Dès le déclenchement de ces dérives et propos inacceptables, la réponse des autorités a été la répression, confortée par une opinion qui a vivement exprimé son indignation. La persistance du discours haineux, malgré les poursuites pénales, prouve qu’il faut rompre avec l’idée selon laquelle les stratégies pénales contre les pourvoyeurs de l’intolérance sont une solution efficace.
Mais, le gouvernement reste toujours enfermé dans la logique du contrôle et de la répression. Ainsi, le code de la presse contient des dispositions qui imposent des missions de police et de justice aux acteurs privés que sont les fournisseurs d’accès internet et les hébergeurs en ses articles 175, 176. A cela, il faut aussi ajouter le nouveau projet de code des télécoms qui va aussi dans le sens d’une censure extra-judiciaire d’Internet et des OTT. Création de la censure privée dans ce pays, le gouvernement du Sénégal, par ces initiatives chercherait à denier aux citoyens le bénéfice d’être jugés par un magistrat.

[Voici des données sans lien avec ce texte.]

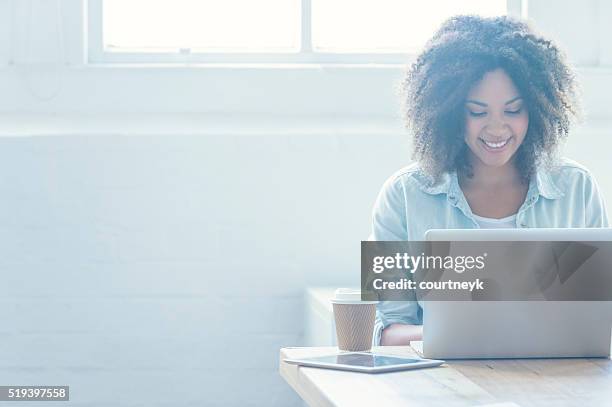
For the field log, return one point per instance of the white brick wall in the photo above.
(129, 264)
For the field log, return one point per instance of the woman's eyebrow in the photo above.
(485, 105)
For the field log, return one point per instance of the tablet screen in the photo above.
(364, 360)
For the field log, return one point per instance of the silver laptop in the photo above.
(517, 329)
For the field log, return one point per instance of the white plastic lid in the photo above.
(349, 296)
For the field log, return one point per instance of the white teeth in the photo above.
(496, 145)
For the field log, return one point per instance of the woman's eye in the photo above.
(517, 111)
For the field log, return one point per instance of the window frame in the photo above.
(97, 55)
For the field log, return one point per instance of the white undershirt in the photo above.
(492, 223)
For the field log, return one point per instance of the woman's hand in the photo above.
(401, 334)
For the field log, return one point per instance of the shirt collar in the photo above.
(541, 183)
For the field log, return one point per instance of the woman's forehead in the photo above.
(494, 87)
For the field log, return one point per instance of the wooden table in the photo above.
(498, 382)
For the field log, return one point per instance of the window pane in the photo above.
(210, 25)
(387, 25)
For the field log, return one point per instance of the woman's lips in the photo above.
(495, 146)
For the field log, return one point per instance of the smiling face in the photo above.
(496, 120)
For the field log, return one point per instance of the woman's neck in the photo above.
(487, 177)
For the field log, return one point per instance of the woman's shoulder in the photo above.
(413, 178)
(565, 173)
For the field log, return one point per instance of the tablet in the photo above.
(365, 362)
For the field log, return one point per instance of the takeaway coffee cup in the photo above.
(354, 320)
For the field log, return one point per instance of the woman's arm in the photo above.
(401, 334)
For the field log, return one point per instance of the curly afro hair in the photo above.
(455, 59)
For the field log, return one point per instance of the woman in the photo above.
(488, 102)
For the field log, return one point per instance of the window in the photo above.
(342, 31)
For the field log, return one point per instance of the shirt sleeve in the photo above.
(389, 224)
(596, 213)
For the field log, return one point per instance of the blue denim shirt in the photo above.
(563, 196)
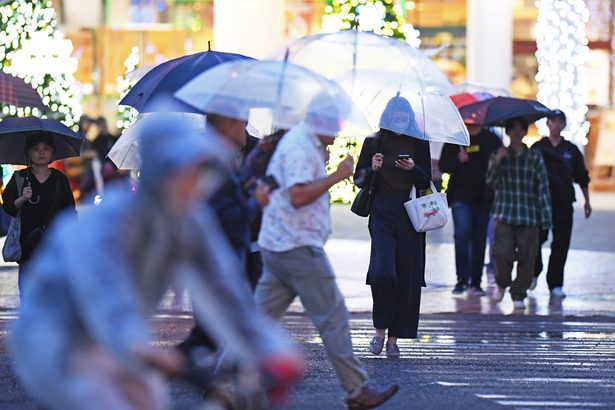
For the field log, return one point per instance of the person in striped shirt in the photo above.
(522, 207)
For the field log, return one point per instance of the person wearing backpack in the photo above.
(565, 166)
(37, 194)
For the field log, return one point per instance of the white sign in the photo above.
(44, 55)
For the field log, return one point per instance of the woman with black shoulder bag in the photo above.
(44, 193)
(394, 161)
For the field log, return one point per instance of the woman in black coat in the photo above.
(44, 193)
(397, 262)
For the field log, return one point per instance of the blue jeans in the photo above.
(470, 222)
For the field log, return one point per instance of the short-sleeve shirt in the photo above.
(299, 158)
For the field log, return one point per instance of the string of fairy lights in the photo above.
(27, 23)
(126, 114)
(562, 52)
(384, 17)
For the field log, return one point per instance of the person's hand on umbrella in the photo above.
(463, 156)
(261, 194)
(502, 152)
(588, 209)
(407, 164)
(377, 161)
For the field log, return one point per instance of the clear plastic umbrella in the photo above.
(432, 116)
(373, 70)
(337, 55)
(285, 93)
(125, 152)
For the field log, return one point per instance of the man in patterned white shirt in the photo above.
(296, 225)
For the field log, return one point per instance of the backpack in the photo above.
(257, 161)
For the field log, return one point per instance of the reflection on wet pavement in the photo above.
(529, 362)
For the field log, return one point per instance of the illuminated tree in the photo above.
(32, 48)
(384, 17)
(562, 53)
(126, 114)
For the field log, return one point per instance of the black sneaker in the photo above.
(477, 291)
(460, 287)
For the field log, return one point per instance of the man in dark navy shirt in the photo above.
(565, 166)
(233, 209)
(470, 199)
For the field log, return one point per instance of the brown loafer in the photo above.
(376, 345)
(370, 398)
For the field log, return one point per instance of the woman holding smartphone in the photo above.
(398, 159)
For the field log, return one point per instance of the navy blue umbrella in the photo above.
(15, 131)
(161, 82)
(496, 111)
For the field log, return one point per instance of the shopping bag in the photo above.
(428, 212)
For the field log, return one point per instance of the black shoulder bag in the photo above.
(362, 204)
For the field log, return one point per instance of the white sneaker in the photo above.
(499, 294)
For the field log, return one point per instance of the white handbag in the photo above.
(428, 212)
(11, 251)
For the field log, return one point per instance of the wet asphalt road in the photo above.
(468, 361)
(471, 353)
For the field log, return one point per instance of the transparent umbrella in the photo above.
(336, 55)
(125, 152)
(285, 93)
(432, 116)
(373, 70)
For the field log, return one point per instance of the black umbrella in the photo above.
(162, 81)
(496, 111)
(15, 131)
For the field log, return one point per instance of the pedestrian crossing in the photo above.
(529, 362)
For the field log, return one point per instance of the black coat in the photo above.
(420, 175)
(53, 196)
(468, 180)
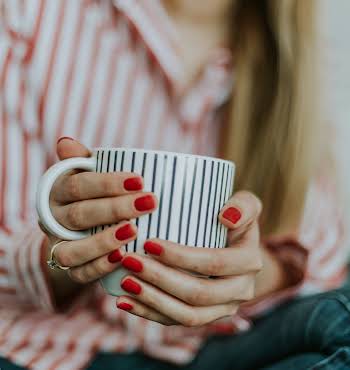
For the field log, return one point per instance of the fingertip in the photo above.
(231, 217)
(68, 147)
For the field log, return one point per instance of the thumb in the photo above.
(68, 148)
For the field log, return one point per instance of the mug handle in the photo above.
(43, 196)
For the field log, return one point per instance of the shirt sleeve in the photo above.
(22, 161)
(314, 259)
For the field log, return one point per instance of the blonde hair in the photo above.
(272, 133)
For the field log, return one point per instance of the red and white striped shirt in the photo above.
(106, 72)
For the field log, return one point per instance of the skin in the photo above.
(241, 272)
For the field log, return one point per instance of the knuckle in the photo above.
(190, 319)
(198, 295)
(73, 187)
(256, 264)
(246, 290)
(106, 184)
(216, 265)
(98, 269)
(78, 275)
(62, 257)
(75, 216)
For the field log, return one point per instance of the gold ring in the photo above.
(52, 262)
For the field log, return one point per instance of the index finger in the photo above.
(91, 185)
(241, 210)
(240, 259)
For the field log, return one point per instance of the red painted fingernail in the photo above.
(125, 306)
(64, 137)
(132, 264)
(232, 214)
(153, 248)
(131, 286)
(115, 256)
(145, 203)
(124, 232)
(134, 183)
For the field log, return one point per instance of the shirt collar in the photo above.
(153, 25)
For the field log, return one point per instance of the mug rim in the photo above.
(179, 154)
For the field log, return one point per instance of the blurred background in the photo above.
(334, 25)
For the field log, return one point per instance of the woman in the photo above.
(159, 75)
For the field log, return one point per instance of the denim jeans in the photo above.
(310, 333)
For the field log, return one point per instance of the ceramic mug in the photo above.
(191, 191)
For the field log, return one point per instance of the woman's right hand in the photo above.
(81, 200)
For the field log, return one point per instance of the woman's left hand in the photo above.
(160, 292)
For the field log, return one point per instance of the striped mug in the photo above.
(191, 190)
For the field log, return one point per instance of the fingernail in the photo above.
(131, 286)
(145, 203)
(133, 183)
(125, 306)
(232, 214)
(132, 264)
(64, 137)
(153, 248)
(115, 256)
(124, 232)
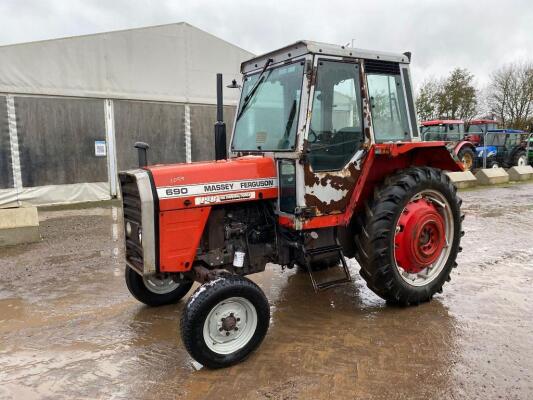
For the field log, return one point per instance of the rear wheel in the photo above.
(157, 289)
(409, 237)
(224, 321)
(466, 155)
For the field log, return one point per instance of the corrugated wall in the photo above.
(57, 140)
(6, 171)
(203, 118)
(161, 125)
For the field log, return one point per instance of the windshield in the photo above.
(270, 118)
(449, 132)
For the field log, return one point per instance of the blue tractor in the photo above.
(503, 148)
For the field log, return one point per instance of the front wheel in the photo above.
(157, 289)
(224, 321)
(410, 234)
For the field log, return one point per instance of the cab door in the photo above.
(336, 137)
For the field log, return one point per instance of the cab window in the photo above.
(336, 129)
(388, 107)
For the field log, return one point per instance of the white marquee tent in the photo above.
(59, 97)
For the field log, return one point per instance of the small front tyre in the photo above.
(224, 321)
(155, 290)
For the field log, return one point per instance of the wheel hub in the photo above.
(420, 236)
(467, 161)
(229, 323)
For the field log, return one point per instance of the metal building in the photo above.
(71, 109)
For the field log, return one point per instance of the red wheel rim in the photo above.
(420, 236)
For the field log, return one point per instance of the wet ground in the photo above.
(69, 328)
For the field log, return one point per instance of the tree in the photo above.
(510, 95)
(457, 98)
(454, 97)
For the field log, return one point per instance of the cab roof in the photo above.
(503, 131)
(482, 121)
(306, 46)
(442, 122)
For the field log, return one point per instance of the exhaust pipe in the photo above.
(220, 126)
(142, 153)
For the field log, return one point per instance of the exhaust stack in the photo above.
(141, 153)
(220, 126)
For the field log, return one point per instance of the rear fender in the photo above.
(385, 159)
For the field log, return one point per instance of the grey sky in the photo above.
(478, 35)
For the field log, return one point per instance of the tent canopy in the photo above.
(175, 62)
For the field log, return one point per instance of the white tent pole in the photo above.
(187, 126)
(112, 172)
(14, 142)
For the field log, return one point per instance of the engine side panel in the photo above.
(179, 235)
(187, 192)
(208, 183)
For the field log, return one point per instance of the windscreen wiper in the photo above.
(252, 91)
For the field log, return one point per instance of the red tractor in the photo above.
(452, 131)
(325, 163)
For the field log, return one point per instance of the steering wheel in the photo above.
(315, 136)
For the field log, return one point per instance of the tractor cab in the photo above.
(477, 128)
(316, 109)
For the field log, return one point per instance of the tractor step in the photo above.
(319, 286)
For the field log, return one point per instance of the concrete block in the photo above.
(19, 225)
(522, 173)
(492, 176)
(463, 179)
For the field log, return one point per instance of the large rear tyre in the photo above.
(224, 321)
(155, 290)
(410, 235)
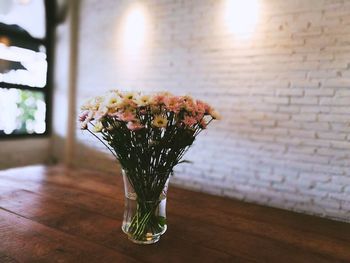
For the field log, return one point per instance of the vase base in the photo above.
(146, 241)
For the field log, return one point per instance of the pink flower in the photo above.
(202, 107)
(159, 99)
(126, 116)
(134, 125)
(83, 115)
(203, 124)
(173, 104)
(189, 121)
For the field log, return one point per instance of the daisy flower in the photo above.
(159, 121)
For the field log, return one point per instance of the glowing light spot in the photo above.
(134, 29)
(241, 16)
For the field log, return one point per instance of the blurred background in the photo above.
(278, 71)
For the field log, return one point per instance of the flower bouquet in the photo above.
(148, 135)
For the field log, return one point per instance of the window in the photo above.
(25, 67)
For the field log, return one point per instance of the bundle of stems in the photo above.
(149, 137)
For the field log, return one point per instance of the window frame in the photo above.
(48, 42)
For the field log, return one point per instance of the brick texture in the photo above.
(283, 92)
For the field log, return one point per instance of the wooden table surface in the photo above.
(55, 214)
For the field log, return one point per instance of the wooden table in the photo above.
(55, 214)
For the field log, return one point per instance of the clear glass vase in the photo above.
(144, 220)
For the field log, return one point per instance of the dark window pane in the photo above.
(20, 65)
(24, 15)
(22, 111)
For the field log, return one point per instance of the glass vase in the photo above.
(144, 218)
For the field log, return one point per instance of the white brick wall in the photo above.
(283, 92)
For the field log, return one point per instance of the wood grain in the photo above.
(71, 213)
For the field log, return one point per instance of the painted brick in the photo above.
(283, 93)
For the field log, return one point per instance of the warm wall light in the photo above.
(134, 29)
(241, 16)
(133, 42)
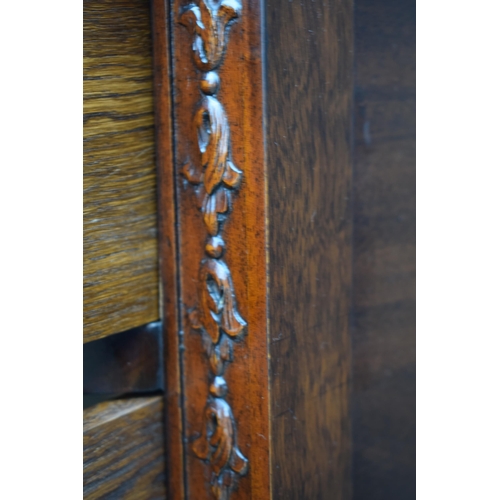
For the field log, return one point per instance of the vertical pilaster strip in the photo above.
(221, 191)
(168, 250)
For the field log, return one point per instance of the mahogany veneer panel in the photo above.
(261, 179)
(123, 450)
(120, 235)
(309, 112)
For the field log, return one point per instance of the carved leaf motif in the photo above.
(217, 442)
(207, 23)
(217, 302)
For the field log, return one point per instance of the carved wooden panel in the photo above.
(219, 188)
(258, 366)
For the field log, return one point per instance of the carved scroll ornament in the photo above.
(215, 178)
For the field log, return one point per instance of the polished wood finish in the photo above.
(123, 450)
(292, 425)
(243, 233)
(120, 225)
(168, 250)
(383, 332)
(309, 107)
(125, 363)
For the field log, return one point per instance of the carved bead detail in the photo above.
(215, 178)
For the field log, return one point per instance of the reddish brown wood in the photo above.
(304, 452)
(168, 250)
(244, 235)
(309, 115)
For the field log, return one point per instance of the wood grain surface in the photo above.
(128, 362)
(383, 329)
(123, 450)
(168, 251)
(309, 113)
(120, 225)
(241, 97)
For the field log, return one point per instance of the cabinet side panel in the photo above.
(309, 87)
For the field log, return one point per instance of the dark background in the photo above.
(383, 316)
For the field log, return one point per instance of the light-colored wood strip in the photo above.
(120, 222)
(123, 450)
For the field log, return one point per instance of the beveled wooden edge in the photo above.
(168, 253)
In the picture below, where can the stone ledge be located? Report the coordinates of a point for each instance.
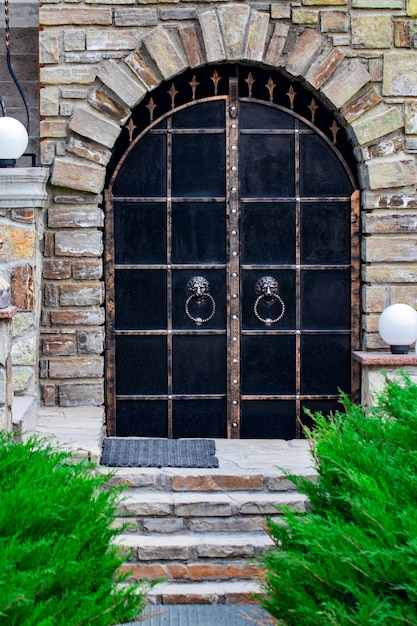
(384, 359)
(23, 187)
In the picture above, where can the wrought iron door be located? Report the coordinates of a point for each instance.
(230, 225)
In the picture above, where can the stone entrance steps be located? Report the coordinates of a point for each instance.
(202, 531)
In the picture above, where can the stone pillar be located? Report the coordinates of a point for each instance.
(6, 386)
(376, 366)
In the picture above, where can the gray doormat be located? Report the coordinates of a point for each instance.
(132, 452)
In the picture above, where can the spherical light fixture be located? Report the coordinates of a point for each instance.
(13, 141)
(397, 326)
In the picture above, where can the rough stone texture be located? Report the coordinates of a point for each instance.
(308, 46)
(379, 121)
(212, 36)
(351, 76)
(91, 124)
(122, 82)
(395, 171)
(80, 174)
(164, 53)
(400, 74)
(233, 20)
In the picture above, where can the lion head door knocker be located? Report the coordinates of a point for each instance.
(267, 289)
(199, 289)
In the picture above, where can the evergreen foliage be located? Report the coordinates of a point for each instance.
(351, 559)
(59, 565)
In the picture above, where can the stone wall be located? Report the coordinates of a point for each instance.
(99, 59)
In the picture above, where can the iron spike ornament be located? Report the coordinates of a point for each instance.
(291, 93)
(335, 129)
(172, 92)
(270, 85)
(250, 80)
(313, 108)
(130, 129)
(216, 79)
(193, 84)
(151, 106)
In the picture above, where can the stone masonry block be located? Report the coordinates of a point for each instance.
(324, 66)
(400, 249)
(142, 70)
(57, 270)
(59, 345)
(64, 75)
(135, 16)
(88, 244)
(191, 45)
(410, 114)
(76, 367)
(306, 49)
(22, 287)
(86, 394)
(389, 273)
(383, 222)
(91, 124)
(49, 101)
(74, 16)
(90, 341)
(74, 40)
(87, 269)
(212, 36)
(78, 174)
(81, 294)
(163, 51)
(88, 150)
(350, 77)
(115, 39)
(276, 44)
(397, 170)
(371, 31)
(256, 36)
(80, 316)
(379, 121)
(117, 77)
(48, 47)
(19, 243)
(233, 19)
(364, 103)
(75, 216)
(400, 73)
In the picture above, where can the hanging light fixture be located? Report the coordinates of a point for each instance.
(397, 326)
(13, 134)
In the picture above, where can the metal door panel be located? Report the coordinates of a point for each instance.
(232, 254)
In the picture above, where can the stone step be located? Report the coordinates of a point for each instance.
(175, 479)
(240, 592)
(226, 504)
(205, 570)
(194, 546)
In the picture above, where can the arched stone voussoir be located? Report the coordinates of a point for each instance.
(79, 174)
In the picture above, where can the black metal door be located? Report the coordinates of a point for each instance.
(229, 266)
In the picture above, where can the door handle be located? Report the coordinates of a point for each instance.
(267, 289)
(199, 289)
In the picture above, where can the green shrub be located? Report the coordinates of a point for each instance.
(58, 562)
(351, 559)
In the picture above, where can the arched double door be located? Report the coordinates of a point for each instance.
(230, 283)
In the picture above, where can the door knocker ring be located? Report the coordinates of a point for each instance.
(267, 287)
(199, 289)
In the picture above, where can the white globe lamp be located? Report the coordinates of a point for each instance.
(397, 326)
(13, 141)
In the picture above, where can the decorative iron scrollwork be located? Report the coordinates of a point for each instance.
(199, 289)
(267, 289)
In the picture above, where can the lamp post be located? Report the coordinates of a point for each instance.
(13, 134)
(397, 326)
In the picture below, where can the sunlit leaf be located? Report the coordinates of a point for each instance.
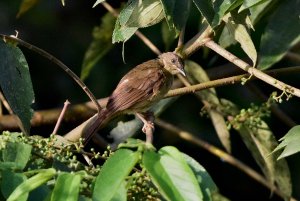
(206, 9)
(168, 35)
(276, 40)
(172, 175)
(146, 13)
(15, 156)
(290, 143)
(221, 8)
(101, 44)
(196, 74)
(207, 185)
(25, 6)
(168, 8)
(182, 7)
(10, 181)
(98, 2)
(261, 142)
(32, 183)
(16, 83)
(66, 187)
(121, 32)
(235, 23)
(113, 172)
(250, 3)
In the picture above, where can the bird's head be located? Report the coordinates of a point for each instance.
(172, 63)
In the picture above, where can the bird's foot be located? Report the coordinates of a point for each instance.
(148, 127)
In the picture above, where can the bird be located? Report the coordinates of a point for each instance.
(138, 90)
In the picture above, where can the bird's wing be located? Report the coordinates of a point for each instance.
(138, 85)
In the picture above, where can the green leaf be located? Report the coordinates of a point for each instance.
(207, 185)
(250, 3)
(260, 10)
(196, 74)
(276, 40)
(172, 175)
(101, 44)
(290, 143)
(221, 8)
(121, 194)
(146, 13)
(235, 23)
(168, 8)
(25, 6)
(206, 9)
(97, 2)
(261, 141)
(66, 187)
(113, 174)
(182, 7)
(32, 183)
(15, 156)
(16, 83)
(121, 32)
(10, 180)
(168, 35)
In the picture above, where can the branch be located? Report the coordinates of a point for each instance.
(251, 70)
(57, 62)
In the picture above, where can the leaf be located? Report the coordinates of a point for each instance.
(172, 175)
(32, 183)
(114, 172)
(221, 8)
(250, 3)
(121, 32)
(146, 13)
(290, 143)
(168, 35)
(10, 180)
(207, 185)
(25, 6)
(16, 83)
(182, 7)
(206, 9)
(261, 141)
(101, 44)
(15, 156)
(168, 8)
(98, 2)
(235, 23)
(276, 40)
(260, 10)
(66, 187)
(196, 74)
(121, 194)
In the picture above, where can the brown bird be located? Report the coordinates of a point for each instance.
(138, 90)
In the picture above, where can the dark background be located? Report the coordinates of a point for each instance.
(65, 32)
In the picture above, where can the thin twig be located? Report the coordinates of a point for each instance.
(147, 42)
(57, 62)
(219, 153)
(251, 70)
(5, 103)
(61, 116)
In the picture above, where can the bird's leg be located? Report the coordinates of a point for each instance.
(148, 128)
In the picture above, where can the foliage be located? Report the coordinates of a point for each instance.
(262, 31)
(29, 164)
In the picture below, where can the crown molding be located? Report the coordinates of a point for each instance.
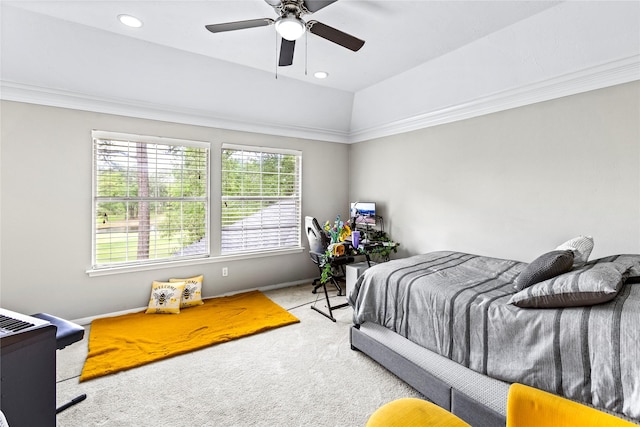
(598, 77)
(601, 76)
(12, 91)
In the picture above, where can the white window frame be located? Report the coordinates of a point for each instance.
(150, 263)
(296, 199)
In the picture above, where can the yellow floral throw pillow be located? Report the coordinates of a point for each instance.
(192, 294)
(165, 297)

Face à la privatisation de la justice, régime d’exception de censure privée qui se met progressivement en place au Sénégal pour réguler la liberté d’expression sur Internet et les réseaux sociaux, Il est temps, de réaffirmer avec force, le rôle du juge dans la répression des abus de la liberté d’expression mais aussi de poser lucidement la question des responsabilités dans la montée en puissance de la haine dans ce pays.
Poser la question des responsabilités doit nous amener, non seulement à une introspection sociétale profonde sur les causes qui mènent les citoyens à s’injurier sur Internet, mais aussi à nous interroger sur les moyens mis en œuvre dans la lutte contre les dérives, et notamment sur le recours fréquent et exclusif au droit pénal.
De même, n’est-il pas trop commode d’accuser Internet et les réseaux sociaux alors que les discours dégradants, insultants et racistes sont, non seulement relayés et popularisés par les médias de masse, mais aussi bien souvent entretenus et montés en épingle à des fins mercantiles ?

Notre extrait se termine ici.